Здесь, в тесном уюте гондолы, голос его звучал негромко, интимно, вроде бы даже участливо… или это показалось Александре? Вот бы сейчас сказать ему правду: «О вас!» – и посмотреть, какое у него сделается лицо.
А какое уж оно такое сделается? Скучающе-самодовольное, надо полагать. Ведь он наверняка прекрасно знает, какое производит впечатление на женщин. И если Александра (или Лючия, какая разница!) сегодня вступила из-за него в драку, будто какая-нибудь простолюдинка, то уж, верно, и плакать она должна из-за него, он небось в этом не сомневается.
Но это была не драка, а бегство. Жаль… право, жаль, что Александра, толкнув «негритянскую королеву», не наградила ее еще парочкой полновесных оплеух за несказанную наглость!
Впрочем, наверное, у нее есть основания для этой наглости. Наверное, она так разошлась, потому что не могла оставить Лоренцо другой – с его надменным и враз проникающим в самое сердце взглядом, с его тяжелыми, обжигающими поцелуями… И что, в ее объятиях он тоже стонал так же коротко, мучительно, блаженно, как и вчера, когда окунул свою плоть во влажное лоно Александры?..

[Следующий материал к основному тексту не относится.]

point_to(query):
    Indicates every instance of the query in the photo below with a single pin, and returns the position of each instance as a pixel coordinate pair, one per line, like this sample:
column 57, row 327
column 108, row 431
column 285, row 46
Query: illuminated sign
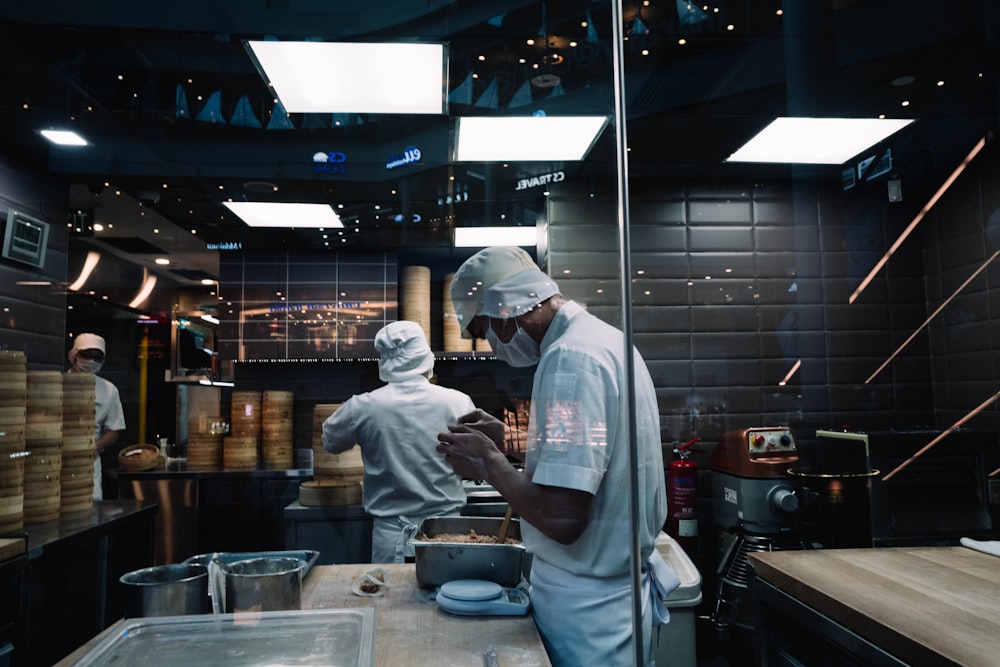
column 329, row 163
column 538, row 181
column 409, row 156
column 225, row 245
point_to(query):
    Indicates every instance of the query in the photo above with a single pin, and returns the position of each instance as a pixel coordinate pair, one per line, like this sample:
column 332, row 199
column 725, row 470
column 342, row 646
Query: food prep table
column 886, row 606
column 409, row 628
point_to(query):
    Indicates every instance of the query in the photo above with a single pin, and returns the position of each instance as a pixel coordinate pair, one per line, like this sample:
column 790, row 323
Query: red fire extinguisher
column 682, row 497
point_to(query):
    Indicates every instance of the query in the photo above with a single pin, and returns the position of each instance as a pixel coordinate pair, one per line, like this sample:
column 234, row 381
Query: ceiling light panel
column 526, row 138
column 483, row 237
column 347, row 77
column 280, row 214
column 816, row 140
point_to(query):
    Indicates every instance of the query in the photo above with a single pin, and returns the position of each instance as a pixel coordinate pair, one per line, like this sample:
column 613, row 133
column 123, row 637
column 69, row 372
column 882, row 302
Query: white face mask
column 520, row 351
column 87, row 365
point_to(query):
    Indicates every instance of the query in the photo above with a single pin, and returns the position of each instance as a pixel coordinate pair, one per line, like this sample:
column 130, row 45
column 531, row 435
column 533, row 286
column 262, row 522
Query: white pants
column 587, row 620
column 391, row 537
column 98, row 478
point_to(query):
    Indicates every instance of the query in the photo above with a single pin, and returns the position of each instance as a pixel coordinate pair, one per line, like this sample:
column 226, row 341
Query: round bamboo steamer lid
column 69, row 506
column 42, row 433
column 13, row 382
column 325, row 492
column 12, row 471
column 238, row 456
column 11, row 434
column 13, row 415
column 245, row 403
column 347, row 464
column 13, row 358
column 204, row 455
column 79, row 443
column 138, row 457
column 38, row 462
column 77, row 431
column 205, row 425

Сладкая, пугающая истома вдруг прошла по ее телу, и Александра, как ожог, ощутила руки Лоренцо на своей груди: он накрыл нежные полукружья ладонями и осторожно водил по ним, да так легонько, что лишь нежнейшая кожа сосков чувствовала эти жгучие прикосновения.
– Хочу тебя, – негромко, глухо выговорил Лоренцо, и Александра вмиг потеряла разум и волю от звука его голоса. Вся потянулась к его губам, к его телу… он негромко, чувственно рассмеялся, когда груди ее налились и отвердели под его пальцами, а жаждущие, полураскрытые губы оказались совсем близко, но Александра от этого смеха отрезвела столь же мгновенно, как и опьянела.
Ох, да что это… что это с нею? Да ведь скоро она сама начнет умолять его о мгновениях ласки, а коли так… коли так, ей никогда не исполнить своего замысла. Общеизвестно: мужчины никогда не женятся на слишком пылких женщинах. В супруге главное прежде всего целомудрие, достоинство; муж должен умолять ее о близости, а она – неохотно снисходить к его исступлению. А ведь Александра сама начнет сейчас исступленно срывать с него одежды – здесь, в сырой, тесной каютке гондолы, которая будет резко раскачиваться в такт их бешеным движениям, и гондольер с Чезаре, конечно, все сразу поймут и, едва удерживая равновесие, будут обмениваться понимающими издевательскими улыбочками, едва различимыми при зыбком лунном свете…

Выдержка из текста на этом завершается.